IHTSDO / snowstorm

Scalable SNOMED CT Terminology Server using Elasticsearch
Other
208 stars 83 forks source link

RF2 Import exception with expired ES Scrolls #258

Open rowanvanbeckhoven opened 3 years ago

rowanvanbeckhoven commented 3 years ago

During the initial import of the RF2 snapshot, the ElasticSearch cluster is unable to return a scroll to Snowstorm. This is because this scroll is already expired, which causes an exception in Snowstorm.

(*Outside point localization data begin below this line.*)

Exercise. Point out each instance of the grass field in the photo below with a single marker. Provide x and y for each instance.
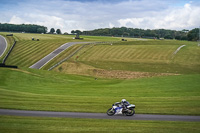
(135, 56)
(144, 72)
(63, 125)
(10, 41)
(27, 52)
(43, 90)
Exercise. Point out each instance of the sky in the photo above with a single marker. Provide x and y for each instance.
(83, 15)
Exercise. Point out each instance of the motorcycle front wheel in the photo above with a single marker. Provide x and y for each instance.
(110, 112)
(130, 112)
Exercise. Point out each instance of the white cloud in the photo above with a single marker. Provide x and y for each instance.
(172, 18)
(72, 15)
(16, 20)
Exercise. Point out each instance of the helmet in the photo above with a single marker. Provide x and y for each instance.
(123, 100)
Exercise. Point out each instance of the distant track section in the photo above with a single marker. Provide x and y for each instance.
(3, 45)
(49, 57)
(99, 115)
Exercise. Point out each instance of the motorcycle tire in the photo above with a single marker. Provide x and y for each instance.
(110, 112)
(132, 112)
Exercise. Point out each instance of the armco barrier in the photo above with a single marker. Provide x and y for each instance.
(8, 66)
(4, 60)
(76, 52)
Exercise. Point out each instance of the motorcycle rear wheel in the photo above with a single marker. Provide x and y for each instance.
(110, 112)
(130, 112)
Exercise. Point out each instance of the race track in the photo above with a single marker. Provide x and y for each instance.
(49, 57)
(99, 115)
(3, 45)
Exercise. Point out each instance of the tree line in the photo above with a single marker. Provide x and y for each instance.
(29, 28)
(191, 35)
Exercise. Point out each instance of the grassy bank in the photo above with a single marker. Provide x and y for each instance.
(36, 124)
(43, 90)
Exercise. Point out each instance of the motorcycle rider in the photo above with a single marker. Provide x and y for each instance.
(124, 104)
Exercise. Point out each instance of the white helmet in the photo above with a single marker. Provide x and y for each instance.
(123, 100)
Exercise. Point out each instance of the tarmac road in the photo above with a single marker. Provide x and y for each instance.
(3, 45)
(99, 115)
(53, 54)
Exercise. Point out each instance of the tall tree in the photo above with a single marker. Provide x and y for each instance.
(58, 31)
(193, 35)
(52, 30)
(40, 30)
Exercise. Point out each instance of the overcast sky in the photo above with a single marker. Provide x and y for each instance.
(70, 15)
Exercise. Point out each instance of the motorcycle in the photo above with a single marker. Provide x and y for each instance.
(118, 109)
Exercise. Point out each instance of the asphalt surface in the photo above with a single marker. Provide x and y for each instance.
(3, 45)
(99, 115)
(53, 54)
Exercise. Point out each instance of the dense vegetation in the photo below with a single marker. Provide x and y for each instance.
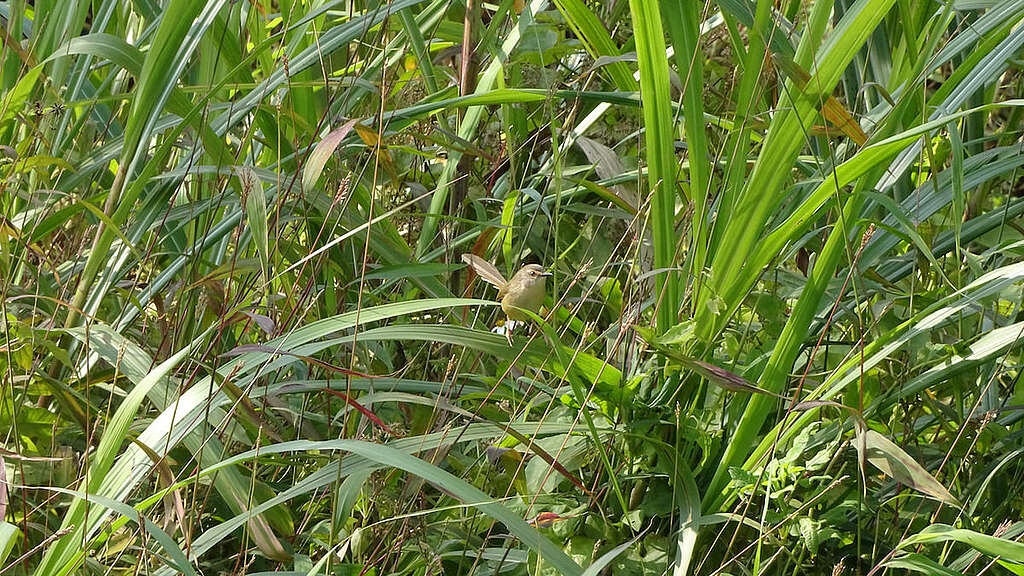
(780, 336)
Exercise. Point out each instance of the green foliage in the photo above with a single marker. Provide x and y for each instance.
(781, 335)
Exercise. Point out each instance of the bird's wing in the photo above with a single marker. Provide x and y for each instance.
(485, 270)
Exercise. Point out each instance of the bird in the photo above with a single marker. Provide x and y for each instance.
(524, 291)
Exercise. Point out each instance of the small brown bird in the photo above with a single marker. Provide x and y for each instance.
(524, 291)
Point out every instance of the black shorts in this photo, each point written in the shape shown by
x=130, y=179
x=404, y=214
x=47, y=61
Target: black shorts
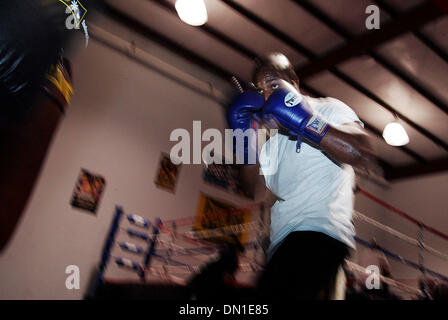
x=304, y=266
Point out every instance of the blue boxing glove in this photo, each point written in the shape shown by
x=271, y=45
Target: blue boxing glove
x=240, y=113
x=241, y=116
x=289, y=109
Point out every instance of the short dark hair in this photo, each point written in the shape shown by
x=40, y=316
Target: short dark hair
x=278, y=62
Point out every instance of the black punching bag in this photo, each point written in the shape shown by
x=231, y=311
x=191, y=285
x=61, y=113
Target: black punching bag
x=31, y=39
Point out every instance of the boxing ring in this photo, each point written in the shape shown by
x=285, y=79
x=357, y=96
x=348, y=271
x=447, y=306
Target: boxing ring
x=172, y=252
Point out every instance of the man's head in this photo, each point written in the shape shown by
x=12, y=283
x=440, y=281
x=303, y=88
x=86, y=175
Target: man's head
x=270, y=71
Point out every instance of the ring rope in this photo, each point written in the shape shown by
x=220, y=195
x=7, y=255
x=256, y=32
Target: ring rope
x=399, y=258
x=404, y=287
x=403, y=214
x=400, y=235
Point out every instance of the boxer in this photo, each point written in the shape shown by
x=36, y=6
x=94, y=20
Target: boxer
x=319, y=143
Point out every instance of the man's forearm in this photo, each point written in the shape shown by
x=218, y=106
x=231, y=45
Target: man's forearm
x=350, y=144
x=250, y=177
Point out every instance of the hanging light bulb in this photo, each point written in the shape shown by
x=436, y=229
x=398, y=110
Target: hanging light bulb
x=192, y=12
x=395, y=134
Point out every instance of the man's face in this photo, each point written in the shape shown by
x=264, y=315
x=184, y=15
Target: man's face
x=266, y=82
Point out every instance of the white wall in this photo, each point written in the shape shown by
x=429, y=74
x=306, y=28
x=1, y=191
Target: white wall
x=117, y=125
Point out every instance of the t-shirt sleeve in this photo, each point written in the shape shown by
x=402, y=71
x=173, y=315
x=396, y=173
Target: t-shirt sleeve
x=337, y=113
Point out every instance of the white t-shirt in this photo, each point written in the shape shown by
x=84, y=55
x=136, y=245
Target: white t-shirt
x=318, y=192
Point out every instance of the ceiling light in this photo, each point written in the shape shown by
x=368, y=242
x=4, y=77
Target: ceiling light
x=395, y=135
x=192, y=12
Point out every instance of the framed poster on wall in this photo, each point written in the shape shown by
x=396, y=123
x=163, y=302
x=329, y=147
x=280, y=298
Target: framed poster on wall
x=88, y=191
x=167, y=173
x=220, y=221
x=225, y=176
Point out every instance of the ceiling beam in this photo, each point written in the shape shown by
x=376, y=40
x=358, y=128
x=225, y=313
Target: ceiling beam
x=270, y=28
x=420, y=35
x=146, y=31
x=342, y=76
x=211, y=31
x=371, y=128
x=407, y=22
x=348, y=36
x=414, y=170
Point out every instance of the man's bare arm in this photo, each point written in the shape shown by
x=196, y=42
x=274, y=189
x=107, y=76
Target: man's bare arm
x=350, y=144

2021-04-21 13:47:31.923  WARN 1 --- [ool-9-thread-15] o.s.d.e.core.ElasticsearchRestTemplate   : Could not clear scroll: Unable to parse response body; nested exception is ElasticsearchStatusException[Unable to parse response body]; nested: ResponseException[method [DELETE], host [XXX], URI [/_search/scroll], status line [HTTP/1.1 404 Not Found]
{"succeeded":true,"num_freed":0}];
2021-04-21 13:47:31.927 ERROR 1 --- [ool-9-thread-15] o.ihtsdo.otf.snomedboot.ReleaseImporter  : Failed to read or process lines.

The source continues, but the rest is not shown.